Cette presse révolutionnaire –souvent contre-révolutionnaire– apparaît comme l'ancêtre du Canard enchaîné et des journaux « peopolitiques » d'aujourd'hui, celle de l'anecdote révélatrice de la comédie politique : Les Fous politiques, La Lanterne magique nationale, La Chronique du manège, La Grande Ménagerie, Le Livre nouveau des charlatans modernes, Les Chevaux au manège… Cette presse antiparlementaire, si présente et si influente en France de 1789 à nos jours, dresse le portrait du député paresseux et buveur, absentéiste et narcissique, batailleur et compromis, corrompu et prébendé. Le vicomte de Mirabeau, frère cadet du grand orateur, nomme lui-même cette scène politique « la comédie française, patriotique et nationale ».
En ce dimanche 17 juin 2007 de soirée législative, que voyait-on sur cette scène ouverte à tous les regards ? Une pièce de boulevard, avec figurants stéréotypés à droite, comme autant de silhouettes folkloriques d'un paysage en recomposition accélérée ; une intrigue constituée de surprises et de coups de théâtre sur fond d'élections à rebondissements ; et un méli-mélo sentimental en point d'orgue, où la porte qui claque au nez du compagnon volage fait un bruit très politique : qui empêchera désormais les « spectateurs » de ce théâtre de relire toute la campagne électorale récente comme une histoire de rupture, de femme jalouse, de couple volant en éclats ? C'est du Labiche : un vaudeville écrit avec le sens du tempo, des sarcasmes bien placés et quelques larmes à l'œil mises en scène.
La vie politique des monarchies fut autrefois le sujet des grandes tragédies : Shakespeare, Corneille, Racine ne mettaient pas en vers autre chose que l'existence politique des rois, anciens et modernes. La démocratie moderne, de 1789 au début du XXe siècle, fit rejouer ces histoires comme des farces, grimées en « habits de romains », citant avec grandiloquence des phrases du passé s'appliquant par la parodie au présent de l'actualité politique.

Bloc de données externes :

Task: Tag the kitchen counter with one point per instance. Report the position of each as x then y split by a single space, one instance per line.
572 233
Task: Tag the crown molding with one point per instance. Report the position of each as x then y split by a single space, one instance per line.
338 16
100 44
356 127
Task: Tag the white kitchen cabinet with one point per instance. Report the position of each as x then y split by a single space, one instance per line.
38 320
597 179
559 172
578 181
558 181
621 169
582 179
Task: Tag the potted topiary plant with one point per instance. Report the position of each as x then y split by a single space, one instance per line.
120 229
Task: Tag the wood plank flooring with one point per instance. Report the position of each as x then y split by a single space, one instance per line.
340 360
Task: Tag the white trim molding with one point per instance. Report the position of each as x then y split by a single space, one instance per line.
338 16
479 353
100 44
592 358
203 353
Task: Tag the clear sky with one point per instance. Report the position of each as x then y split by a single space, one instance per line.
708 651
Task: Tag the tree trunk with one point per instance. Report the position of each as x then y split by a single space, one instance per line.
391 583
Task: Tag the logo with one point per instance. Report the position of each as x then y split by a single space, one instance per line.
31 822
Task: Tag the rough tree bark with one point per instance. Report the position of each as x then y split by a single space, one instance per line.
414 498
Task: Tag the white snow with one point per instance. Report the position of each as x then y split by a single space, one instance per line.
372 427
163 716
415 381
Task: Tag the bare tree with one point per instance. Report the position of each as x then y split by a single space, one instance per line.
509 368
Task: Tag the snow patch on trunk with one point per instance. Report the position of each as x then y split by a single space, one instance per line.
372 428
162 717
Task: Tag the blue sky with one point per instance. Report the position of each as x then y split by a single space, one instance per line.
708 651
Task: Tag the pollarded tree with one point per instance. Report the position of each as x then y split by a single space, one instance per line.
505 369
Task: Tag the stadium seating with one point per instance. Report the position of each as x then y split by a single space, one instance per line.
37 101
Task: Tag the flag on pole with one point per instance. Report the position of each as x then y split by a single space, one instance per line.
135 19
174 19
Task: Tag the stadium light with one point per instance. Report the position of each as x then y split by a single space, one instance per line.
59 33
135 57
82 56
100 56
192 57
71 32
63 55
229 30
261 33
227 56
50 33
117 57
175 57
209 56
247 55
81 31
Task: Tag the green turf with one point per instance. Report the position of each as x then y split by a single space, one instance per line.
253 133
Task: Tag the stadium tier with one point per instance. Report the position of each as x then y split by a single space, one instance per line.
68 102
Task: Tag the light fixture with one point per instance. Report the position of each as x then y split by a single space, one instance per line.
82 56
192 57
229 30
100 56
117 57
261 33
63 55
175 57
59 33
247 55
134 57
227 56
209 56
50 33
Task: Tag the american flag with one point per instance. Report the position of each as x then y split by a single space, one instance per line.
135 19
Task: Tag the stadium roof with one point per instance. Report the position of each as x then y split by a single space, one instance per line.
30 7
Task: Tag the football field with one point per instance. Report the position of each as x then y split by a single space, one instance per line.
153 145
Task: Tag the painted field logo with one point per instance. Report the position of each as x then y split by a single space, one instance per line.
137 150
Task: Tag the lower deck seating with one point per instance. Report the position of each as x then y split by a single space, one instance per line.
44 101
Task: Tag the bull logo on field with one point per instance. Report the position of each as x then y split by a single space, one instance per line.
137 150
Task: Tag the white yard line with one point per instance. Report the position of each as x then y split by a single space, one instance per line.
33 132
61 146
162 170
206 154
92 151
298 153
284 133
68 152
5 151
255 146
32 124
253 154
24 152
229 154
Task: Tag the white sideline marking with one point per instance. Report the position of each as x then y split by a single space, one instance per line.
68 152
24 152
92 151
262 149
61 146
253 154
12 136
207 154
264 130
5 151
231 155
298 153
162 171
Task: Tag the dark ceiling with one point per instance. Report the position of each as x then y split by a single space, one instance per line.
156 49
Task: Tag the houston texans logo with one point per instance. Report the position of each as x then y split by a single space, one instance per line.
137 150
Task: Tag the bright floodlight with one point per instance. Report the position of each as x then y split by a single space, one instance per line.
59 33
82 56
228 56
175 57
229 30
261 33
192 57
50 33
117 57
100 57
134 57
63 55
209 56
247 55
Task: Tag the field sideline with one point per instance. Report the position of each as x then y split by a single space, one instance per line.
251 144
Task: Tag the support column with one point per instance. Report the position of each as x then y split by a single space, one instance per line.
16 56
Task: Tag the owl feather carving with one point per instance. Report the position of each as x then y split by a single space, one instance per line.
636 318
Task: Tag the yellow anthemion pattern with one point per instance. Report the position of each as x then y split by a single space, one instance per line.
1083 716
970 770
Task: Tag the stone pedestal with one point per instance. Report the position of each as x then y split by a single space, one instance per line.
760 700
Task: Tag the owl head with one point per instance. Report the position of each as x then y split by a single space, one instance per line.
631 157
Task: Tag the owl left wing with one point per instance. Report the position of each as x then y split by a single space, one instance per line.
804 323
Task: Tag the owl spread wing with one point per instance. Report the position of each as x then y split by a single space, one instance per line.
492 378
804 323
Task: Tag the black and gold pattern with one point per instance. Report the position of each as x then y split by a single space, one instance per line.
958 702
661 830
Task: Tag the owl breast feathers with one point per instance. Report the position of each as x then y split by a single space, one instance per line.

Est-on maintenant entré dans la politique-vaudeville ? Celle qui emprunte ses personnages, ses intrigues et ses répliques à l'opérette et au boulevard ? C'est ce que, malicieux mais percutant, a soudain lâché Patrick Devedjian en considérant le spectacle offert, dimanche soir, par ces étonnants tréteaux de télévision : « Karl Marx disait : “L'histoire se répète : la première fois, c'est une tragédie ; la deuxième fois, c'est une comédie.” Moi, j'ajouterai : la troisième fois, c'est un vaudeville… »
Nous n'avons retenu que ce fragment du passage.